In scoring the monitoring criterion, VA will evaluate if the applicant has adequate controls in place to regularly monitor the program, including any community partners, for compliance with all applicable laws, regulations and guidelines; whether the applicant has adequate financial and operational controls in place to ensure the proper use of suicide prevention services grant funds; and whether the applicant has a feasible plan for ensuring that the applicant's staff and any community partners are appropriately trained and stay informed of SSG Fox SPGP policy, evidence-informed suicide prevention practices, and the requirements of 38 CFR part 78.
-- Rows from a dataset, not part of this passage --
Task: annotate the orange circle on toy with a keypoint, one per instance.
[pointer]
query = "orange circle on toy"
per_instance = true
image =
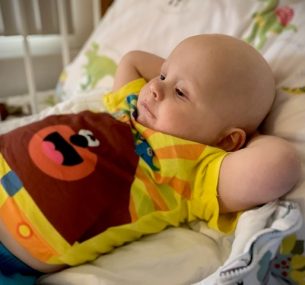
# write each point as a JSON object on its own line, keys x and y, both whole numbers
{"x": 53, "y": 153}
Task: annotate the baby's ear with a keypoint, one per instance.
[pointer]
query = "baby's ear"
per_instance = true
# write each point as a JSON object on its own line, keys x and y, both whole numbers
{"x": 232, "y": 140}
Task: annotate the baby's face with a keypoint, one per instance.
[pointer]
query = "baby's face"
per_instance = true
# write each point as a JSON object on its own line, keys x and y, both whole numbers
{"x": 180, "y": 100}
{"x": 208, "y": 86}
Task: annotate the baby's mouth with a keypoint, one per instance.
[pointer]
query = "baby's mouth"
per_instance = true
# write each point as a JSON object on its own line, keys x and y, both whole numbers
{"x": 147, "y": 110}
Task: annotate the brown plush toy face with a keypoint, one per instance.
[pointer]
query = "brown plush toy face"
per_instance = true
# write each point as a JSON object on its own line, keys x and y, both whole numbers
{"x": 63, "y": 154}
{"x": 77, "y": 168}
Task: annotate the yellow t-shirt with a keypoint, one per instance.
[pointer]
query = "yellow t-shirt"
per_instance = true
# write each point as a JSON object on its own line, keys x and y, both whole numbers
{"x": 178, "y": 181}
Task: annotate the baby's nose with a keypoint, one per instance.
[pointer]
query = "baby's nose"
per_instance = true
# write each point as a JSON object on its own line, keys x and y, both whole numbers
{"x": 157, "y": 91}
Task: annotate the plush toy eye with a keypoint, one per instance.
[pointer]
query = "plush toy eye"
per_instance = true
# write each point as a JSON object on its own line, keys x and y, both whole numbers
{"x": 162, "y": 77}
{"x": 85, "y": 138}
{"x": 91, "y": 139}
{"x": 179, "y": 92}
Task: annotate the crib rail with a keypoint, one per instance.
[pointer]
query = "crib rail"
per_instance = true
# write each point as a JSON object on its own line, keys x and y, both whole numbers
{"x": 20, "y": 10}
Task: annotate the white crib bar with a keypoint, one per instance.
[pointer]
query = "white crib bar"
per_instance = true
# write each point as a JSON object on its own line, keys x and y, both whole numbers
{"x": 37, "y": 15}
{"x": 21, "y": 24}
{"x": 28, "y": 64}
{"x": 63, "y": 31}
{"x": 96, "y": 5}
{"x": 1, "y": 22}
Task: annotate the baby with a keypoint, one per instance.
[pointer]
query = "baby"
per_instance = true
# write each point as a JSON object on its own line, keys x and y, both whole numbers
{"x": 216, "y": 90}
{"x": 181, "y": 145}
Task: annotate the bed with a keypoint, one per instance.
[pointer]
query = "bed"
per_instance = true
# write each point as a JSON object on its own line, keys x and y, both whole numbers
{"x": 268, "y": 244}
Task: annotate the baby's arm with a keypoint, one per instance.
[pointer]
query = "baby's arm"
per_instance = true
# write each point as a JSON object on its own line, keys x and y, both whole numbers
{"x": 136, "y": 64}
{"x": 261, "y": 172}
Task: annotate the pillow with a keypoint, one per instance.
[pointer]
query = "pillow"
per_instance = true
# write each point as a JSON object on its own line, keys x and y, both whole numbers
{"x": 274, "y": 27}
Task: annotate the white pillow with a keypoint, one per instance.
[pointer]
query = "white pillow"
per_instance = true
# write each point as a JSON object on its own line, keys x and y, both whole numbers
{"x": 158, "y": 26}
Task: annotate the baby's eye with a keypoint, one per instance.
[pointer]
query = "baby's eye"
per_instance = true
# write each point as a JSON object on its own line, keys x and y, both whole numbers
{"x": 179, "y": 92}
{"x": 162, "y": 77}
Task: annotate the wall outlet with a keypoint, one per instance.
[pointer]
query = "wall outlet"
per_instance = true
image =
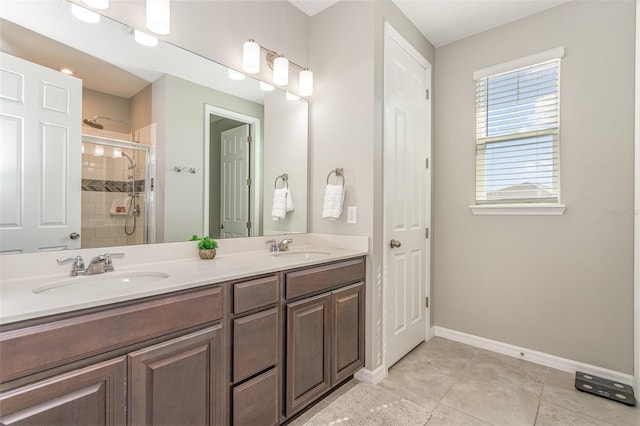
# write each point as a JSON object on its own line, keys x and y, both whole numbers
{"x": 352, "y": 214}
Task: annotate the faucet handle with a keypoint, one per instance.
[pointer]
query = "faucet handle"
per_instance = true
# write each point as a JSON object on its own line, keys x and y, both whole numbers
{"x": 108, "y": 264}
{"x": 78, "y": 265}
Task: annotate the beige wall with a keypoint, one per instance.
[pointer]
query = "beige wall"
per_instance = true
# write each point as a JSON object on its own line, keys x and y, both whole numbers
{"x": 561, "y": 285}
{"x": 347, "y": 45}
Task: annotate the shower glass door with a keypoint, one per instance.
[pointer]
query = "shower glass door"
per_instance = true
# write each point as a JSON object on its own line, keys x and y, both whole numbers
{"x": 116, "y": 192}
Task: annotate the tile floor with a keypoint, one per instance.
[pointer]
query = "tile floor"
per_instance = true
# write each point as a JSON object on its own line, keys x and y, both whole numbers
{"x": 442, "y": 382}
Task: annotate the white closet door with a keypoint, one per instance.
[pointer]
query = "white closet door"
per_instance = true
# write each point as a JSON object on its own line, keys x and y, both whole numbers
{"x": 40, "y": 154}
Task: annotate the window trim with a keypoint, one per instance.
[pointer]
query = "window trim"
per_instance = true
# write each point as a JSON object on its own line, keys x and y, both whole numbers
{"x": 520, "y": 209}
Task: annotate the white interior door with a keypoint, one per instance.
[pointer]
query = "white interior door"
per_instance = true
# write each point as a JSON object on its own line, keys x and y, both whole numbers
{"x": 40, "y": 149}
{"x": 406, "y": 196}
{"x": 234, "y": 188}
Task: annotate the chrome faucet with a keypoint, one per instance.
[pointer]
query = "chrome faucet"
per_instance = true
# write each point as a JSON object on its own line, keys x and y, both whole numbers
{"x": 284, "y": 244}
{"x": 102, "y": 263}
{"x": 78, "y": 265}
{"x": 98, "y": 264}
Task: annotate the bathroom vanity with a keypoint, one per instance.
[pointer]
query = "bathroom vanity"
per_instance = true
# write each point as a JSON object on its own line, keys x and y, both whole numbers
{"x": 256, "y": 349}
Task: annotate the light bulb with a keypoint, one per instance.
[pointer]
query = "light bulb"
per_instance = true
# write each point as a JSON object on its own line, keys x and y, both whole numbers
{"x": 84, "y": 14}
{"x": 159, "y": 16}
{"x": 266, "y": 87}
{"x": 145, "y": 39}
{"x": 235, "y": 75}
{"x": 281, "y": 71}
{"x": 97, "y": 4}
{"x": 305, "y": 82}
{"x": 251, "y": 57}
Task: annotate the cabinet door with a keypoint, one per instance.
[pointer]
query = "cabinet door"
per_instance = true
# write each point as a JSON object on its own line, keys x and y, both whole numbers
{"x": 308, "y": 351}
{"x": 255, "y": 344}
{"x": 178, "y": 382}
{"x": 255, "y": 403}
{"x": 93, "y": 395}
{"x": 348, "y": 332}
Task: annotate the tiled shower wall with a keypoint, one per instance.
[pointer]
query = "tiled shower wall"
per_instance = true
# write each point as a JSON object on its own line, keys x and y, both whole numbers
{"x": 105, "y": 180}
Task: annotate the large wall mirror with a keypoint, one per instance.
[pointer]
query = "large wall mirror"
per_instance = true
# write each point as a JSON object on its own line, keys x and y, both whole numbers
{"x": 141, "y": 144}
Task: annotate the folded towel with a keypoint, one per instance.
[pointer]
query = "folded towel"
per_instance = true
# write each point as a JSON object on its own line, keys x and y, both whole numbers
{"x": 333, "y": 200}
{"x": 289, "y": 202}
{"x": 279, "y": 208}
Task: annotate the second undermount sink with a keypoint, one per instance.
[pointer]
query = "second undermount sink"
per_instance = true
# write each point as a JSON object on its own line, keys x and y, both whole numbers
{"x": 302, "y": 254}
{"x": 106, "y": 281}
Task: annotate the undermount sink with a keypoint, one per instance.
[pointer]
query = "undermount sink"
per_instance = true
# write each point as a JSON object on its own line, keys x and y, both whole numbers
{"x": 303, "y": 254}
{"x": 96, "y": 282}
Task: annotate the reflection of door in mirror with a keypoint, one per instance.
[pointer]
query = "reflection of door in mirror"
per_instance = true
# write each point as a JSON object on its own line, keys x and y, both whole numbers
{"x": 40, "y": 120}
{"x": 234, "y": 169}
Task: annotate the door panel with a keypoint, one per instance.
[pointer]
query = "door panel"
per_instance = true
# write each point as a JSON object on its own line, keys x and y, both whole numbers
{"x": 40, "y": 117}
{"x": 406, "y": 197}
{"x": 234, "y": 206}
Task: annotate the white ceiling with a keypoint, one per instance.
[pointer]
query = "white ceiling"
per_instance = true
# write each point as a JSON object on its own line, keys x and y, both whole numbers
{"x": 445, "y": 21}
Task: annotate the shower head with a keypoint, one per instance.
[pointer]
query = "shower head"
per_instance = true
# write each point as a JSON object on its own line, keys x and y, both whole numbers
{"x": 132, "y": 163}
{"x": 93, "y": 123}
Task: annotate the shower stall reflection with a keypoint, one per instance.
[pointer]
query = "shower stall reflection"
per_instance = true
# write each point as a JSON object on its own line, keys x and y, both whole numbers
{"x": 115, "y": 193}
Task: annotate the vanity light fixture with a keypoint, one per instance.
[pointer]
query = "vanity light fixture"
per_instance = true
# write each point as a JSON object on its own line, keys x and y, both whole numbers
{"x": 278, "y": 63}
{"x": 85, "y": 14}
{"x": 235, "y": 75}
{"x": 159, "y": 16}
{"x": 266, "y": 87}
{"x": 97, "y": 4}
{"x": 145, "y": 39}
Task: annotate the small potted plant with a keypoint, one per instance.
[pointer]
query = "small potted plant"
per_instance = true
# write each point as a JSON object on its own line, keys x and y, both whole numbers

In scoring the remediation criterion, VA will assess whether the applicant has an appropriate plan to establish a system to remediate non-compliant aspects of the program if and when they are identified.
VA will score the applicant's management and reporting based on whether the applicant's program management team has the capability and a system in place to provide to VA timely and accurate reports at the frequency set by VA.
Section D: Financial Capability & Plan (15 Maximum Points)
VA will score applications on the applicant's financial capability and plan based on organizational finances and the financial feasibility of program.
VA will award points on the applicant's organizational finances based on whether the applicant, and any identified community partners, are financially stable. The financial feasibility of the program will be assessed based on whether the applicant has a realistic plan for obtaining all funding required to operate the program for the time period of the suicide prevention services grant, as well as whether the applicant's program is cost-effective and can be effectively implemented on-budget.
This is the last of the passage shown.